Concetti Chiave
- Le chiese romaniche presentano pilastri a croce e navate principali ampie, creando un gioco di volumi grazie alla disposizione delle campate.
- Le navate minori sono coperte da volte, mentre le navate principali possono avere capriate per garantire una grande luminosità.
- I matronei, situati sopra le navate laterali, erano inizialmente riservati alle donne e si affacciano sulla navata principale con bifore o archi.
- Il presbiterio, che ospita l’altare, è sovraelevato e si affaccia su una cripta, contribuendo all'atmosfera mistica delle chiese romaniche.
- Le decorazioni interne sono limitate e la muratura è spesso a vista, mentre all'esterno si utilizzano materiali semplici come pietra e mattoni con bassorilievi.
Qual è l'architettura delle chiese romaniche?
Nelle chiese romaniche si trovano spesso pilastri, chiamati a croce.

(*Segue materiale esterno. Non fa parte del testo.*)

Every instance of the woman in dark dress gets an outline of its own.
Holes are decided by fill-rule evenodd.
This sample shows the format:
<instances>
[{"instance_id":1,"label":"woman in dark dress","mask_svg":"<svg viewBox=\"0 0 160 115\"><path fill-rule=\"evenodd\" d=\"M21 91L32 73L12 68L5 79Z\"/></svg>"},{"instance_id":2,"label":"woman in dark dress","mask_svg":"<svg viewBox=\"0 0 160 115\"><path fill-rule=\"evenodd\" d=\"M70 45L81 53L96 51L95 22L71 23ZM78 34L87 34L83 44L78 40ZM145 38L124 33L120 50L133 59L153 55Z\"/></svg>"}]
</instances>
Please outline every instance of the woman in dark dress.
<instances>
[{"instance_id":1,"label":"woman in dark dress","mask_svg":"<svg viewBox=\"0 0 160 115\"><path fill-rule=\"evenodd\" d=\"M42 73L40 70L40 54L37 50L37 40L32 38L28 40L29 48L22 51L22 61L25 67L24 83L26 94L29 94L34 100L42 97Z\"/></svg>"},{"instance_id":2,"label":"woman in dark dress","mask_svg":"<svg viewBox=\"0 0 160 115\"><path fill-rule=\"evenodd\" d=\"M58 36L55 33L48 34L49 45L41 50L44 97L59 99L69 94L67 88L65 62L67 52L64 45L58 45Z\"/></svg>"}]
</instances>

La navata principale è formata da campate (è lo spazio che si forma tra quattro pilastri), larghe e profonde circa il doppio di quelle laterali, in questo modo si forma un alternarsi di pilastri a croce grandi in corrispondenza delle campate centrali mentre sono pilastri più piccoli, o colonne, per quelle delle navatelle (sono le navate più piccole laterali).
Struttura delle navate e matronei
Le navatelle sono sempre coperte da volte, mentre le navate principali possono essere sorrette da capriate che permettono di avere una grande luce senza interruzioni di pilastri o altri elementi strutturali.
Sopra le navate minori si trovano i matronei, che originariamente erano riservati solo alle donne, affacciano sulla navata principale e si aprono con bifore o con archi.
Il presbiterio, invece, è dove si trova l’altare ed è sopraelevato e sovrasta la cripta che contiene i resti del santo a cui è dedicata la chiesa.
Ha poco illuminazione per rendere l’ambiente più intimo e mistico, vengono usate piccole
finestre strombate in modo da far entrare poca luce.
Talvolta sopra all’intersezione del transetto e della navata c’è il tiburio (un vano ottagonale) che poggia su trombe e con sopra un tetto formato da edicole più piccole.
Decorazioni interne ed esterne
Gli interni sono decorati solo parzialmente e spesso hanno la muratura a vista. All'esterno la pietra oppure i mattoni sono lasciati a vista con decorazioni semplici come bassorilievi.
Domande da interrogazione
- Quali sono le caratteristiche principali delle chiese romaniche?
- Qual è la funzione dei matronei nelle chiese romaniche?
- Come sono decorate le chiese romaniche sia internamente che esternamente?
Le chiese romaniche si caratterizzano per l'uso di pilastri a croce, navate principali più larghe e profonde rispetto a quelle laterali, e un'alternanza di pilastri grandi e piccoli. Le navatelle sono coperte da volte, mentre le navate principali possono avere capriate per una maggiore illuminazione (testo).
I matronei, situati sopra le navate minori e originariamente riservati alle donne, affacciano sulla navata principale e si aprono con bifore o archi, contribuendo alla struttura e all'estetica della chiesa (testo).
Gli interni delle chiese romaniche sono decorati solo parzialmente, con muratura a vista, mentre all'esterno si utilizzano pietra o mattoni lasciati a vista, arricchiti da semplici decorazioni come bassorilievi (testo).